The move came at the heels of Korean court’s determination that both companies had infringed each other’s patents. This infringement resulted in the national sales injunctions of both companies’ older device models.

Korea FTC’s “Courageous” Move

On the other hand, it appears that Korea is seeking to maintain fairness while protecting Samsung. This means that injunctions are likely to stay while the ruling is being appealed.

According to Mueller, FTC of Korea made a “courageous” decision, despite the “enormous political clout” that the conglomerate had in its home country. He also added that this “shows that the Korean government is not prepared to turn its country into a FRAND rogue state only because it may suit Samsung’s short-term tactical needs in a global patent spat.”

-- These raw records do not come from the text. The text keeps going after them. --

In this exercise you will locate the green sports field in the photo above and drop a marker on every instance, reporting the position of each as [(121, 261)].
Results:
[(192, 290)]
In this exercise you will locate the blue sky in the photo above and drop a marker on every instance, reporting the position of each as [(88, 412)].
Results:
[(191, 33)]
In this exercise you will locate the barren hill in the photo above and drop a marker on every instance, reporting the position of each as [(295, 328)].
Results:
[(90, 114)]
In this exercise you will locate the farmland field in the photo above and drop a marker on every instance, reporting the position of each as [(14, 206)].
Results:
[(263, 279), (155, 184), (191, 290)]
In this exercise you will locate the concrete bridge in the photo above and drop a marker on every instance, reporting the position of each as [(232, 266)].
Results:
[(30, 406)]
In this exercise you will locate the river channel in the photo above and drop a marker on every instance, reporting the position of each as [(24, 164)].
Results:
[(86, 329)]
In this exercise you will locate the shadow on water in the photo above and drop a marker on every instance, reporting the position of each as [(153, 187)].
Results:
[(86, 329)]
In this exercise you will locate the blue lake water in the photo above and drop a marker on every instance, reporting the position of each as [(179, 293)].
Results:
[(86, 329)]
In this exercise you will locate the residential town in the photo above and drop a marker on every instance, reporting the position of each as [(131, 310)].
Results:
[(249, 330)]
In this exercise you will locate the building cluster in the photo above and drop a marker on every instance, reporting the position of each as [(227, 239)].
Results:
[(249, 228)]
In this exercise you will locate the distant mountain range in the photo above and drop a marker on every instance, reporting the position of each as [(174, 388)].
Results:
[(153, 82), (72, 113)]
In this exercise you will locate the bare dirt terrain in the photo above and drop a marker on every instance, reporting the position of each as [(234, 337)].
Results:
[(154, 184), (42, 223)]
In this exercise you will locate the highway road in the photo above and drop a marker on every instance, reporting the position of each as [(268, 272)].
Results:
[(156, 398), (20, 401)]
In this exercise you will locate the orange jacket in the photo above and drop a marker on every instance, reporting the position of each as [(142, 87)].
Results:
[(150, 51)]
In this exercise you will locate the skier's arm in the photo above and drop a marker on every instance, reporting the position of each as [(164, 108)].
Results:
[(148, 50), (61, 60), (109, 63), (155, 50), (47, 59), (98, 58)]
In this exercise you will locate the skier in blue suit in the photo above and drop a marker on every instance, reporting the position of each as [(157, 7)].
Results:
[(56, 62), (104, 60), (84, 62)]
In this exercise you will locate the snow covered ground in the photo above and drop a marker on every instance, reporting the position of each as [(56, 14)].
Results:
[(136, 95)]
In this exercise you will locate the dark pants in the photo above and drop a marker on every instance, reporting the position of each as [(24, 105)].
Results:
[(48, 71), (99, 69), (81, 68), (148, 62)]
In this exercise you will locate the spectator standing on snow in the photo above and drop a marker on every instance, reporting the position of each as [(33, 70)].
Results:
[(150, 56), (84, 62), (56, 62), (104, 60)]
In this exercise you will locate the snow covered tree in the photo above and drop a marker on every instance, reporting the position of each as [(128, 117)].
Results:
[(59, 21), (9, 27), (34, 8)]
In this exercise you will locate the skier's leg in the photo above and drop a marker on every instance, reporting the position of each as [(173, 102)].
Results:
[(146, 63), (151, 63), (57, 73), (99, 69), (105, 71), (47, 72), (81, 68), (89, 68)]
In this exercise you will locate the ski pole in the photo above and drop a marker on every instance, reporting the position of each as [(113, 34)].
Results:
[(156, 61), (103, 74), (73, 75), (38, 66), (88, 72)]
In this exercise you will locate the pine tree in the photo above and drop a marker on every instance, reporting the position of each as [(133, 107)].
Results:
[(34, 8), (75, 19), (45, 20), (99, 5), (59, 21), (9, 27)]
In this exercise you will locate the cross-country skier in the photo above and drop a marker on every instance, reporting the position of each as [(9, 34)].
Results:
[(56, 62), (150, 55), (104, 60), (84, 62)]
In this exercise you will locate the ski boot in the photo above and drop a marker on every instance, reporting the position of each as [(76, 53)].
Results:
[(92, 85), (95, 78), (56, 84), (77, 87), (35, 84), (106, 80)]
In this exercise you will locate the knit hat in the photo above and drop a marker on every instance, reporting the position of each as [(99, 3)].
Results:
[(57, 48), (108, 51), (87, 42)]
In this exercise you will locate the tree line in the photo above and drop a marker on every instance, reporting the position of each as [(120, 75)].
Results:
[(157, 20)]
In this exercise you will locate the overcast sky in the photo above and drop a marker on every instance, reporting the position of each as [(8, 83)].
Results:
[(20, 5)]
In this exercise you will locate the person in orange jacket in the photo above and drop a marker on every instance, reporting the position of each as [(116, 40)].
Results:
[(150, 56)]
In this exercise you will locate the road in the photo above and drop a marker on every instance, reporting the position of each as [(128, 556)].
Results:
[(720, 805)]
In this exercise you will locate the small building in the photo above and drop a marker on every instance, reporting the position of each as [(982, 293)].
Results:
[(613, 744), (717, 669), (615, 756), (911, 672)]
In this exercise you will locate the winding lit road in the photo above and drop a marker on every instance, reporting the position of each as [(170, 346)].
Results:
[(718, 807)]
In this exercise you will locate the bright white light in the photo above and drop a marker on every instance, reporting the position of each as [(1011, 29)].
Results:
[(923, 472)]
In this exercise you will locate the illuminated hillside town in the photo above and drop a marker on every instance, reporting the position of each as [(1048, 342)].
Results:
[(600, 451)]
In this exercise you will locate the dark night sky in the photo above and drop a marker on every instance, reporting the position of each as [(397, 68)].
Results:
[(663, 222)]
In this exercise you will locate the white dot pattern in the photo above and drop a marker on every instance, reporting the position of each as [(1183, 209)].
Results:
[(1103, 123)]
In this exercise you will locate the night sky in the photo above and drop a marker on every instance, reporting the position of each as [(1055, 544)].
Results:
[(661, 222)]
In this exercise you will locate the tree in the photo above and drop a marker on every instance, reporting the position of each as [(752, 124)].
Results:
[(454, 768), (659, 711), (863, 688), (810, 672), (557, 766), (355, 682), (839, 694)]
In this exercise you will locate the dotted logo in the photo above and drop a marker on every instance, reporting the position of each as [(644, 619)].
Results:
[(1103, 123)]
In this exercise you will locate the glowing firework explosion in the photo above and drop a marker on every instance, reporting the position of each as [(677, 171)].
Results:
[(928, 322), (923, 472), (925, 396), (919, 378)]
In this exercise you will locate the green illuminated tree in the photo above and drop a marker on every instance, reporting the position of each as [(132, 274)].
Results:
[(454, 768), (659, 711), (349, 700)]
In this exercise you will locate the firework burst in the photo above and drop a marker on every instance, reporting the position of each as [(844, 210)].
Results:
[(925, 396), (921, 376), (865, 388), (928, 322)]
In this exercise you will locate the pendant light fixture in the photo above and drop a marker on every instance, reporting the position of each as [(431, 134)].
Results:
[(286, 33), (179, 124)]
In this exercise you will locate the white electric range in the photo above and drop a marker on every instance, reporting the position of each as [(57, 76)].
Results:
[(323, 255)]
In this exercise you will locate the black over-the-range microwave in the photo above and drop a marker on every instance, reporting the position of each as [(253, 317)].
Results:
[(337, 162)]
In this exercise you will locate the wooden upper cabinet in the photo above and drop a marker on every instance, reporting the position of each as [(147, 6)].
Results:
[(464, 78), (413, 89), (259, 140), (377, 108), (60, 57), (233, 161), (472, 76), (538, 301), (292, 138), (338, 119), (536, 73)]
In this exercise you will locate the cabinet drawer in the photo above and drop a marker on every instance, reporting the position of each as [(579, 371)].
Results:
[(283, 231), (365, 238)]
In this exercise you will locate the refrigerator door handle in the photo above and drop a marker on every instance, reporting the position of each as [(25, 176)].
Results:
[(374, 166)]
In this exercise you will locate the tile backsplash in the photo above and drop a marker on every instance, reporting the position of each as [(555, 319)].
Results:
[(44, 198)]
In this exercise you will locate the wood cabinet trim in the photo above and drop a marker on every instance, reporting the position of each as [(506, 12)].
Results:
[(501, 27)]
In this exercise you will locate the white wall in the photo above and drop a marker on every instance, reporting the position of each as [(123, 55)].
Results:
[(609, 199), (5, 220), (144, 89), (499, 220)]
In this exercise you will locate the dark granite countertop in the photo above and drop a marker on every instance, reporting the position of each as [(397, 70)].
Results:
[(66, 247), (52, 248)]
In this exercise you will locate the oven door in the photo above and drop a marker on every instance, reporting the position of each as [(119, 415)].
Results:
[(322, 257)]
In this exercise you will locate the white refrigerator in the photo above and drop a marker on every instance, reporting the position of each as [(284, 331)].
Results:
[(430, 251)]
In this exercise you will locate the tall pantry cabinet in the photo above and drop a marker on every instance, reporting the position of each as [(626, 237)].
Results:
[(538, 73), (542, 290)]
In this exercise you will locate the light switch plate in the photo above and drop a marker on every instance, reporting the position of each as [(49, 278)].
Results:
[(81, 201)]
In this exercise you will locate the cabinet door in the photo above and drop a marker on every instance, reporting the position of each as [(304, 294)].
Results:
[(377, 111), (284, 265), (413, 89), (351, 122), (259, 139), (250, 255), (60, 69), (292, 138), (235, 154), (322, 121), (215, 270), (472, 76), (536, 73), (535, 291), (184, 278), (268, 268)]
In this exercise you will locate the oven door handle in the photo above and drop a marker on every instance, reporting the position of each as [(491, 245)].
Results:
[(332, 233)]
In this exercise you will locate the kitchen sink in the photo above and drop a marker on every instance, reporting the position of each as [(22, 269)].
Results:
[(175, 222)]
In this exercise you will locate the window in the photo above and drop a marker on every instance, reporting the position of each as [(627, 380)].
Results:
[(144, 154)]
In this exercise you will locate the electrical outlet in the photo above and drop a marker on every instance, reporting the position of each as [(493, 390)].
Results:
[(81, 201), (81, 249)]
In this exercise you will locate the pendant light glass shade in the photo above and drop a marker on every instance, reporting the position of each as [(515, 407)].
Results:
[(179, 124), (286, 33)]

Abusing Patents: Who’s Doing It?

In a report by the Korean Times, U.S. Department of Justice Antitrust Chief John Read told Korean delegates that he hopes to see Samsung sell its products in the United States despite the verdict. The verdict that Read talks about was reached by a U.S. District Court jury, which awarded Apple more than one billion dollars in damages and returned profits due to patent infringements.

Meanwhile, the iPhone maker’s critics have vilified that jury and its decision “failed to fulfill their function” for not determining that Apple’s patents were invalid. However, the legal battles between Apple and Samsung cannot be simplified to a fight of open source software against proprietary patents.

Both are pushing their patent rights against each other and looking for sales injunction against each other’s products. The only difference is that Apple is protecting what it thinks is its original inventions, while Samsung wants to leverage its patented contribution to open standards to extract punitive sales ban and monetary awards.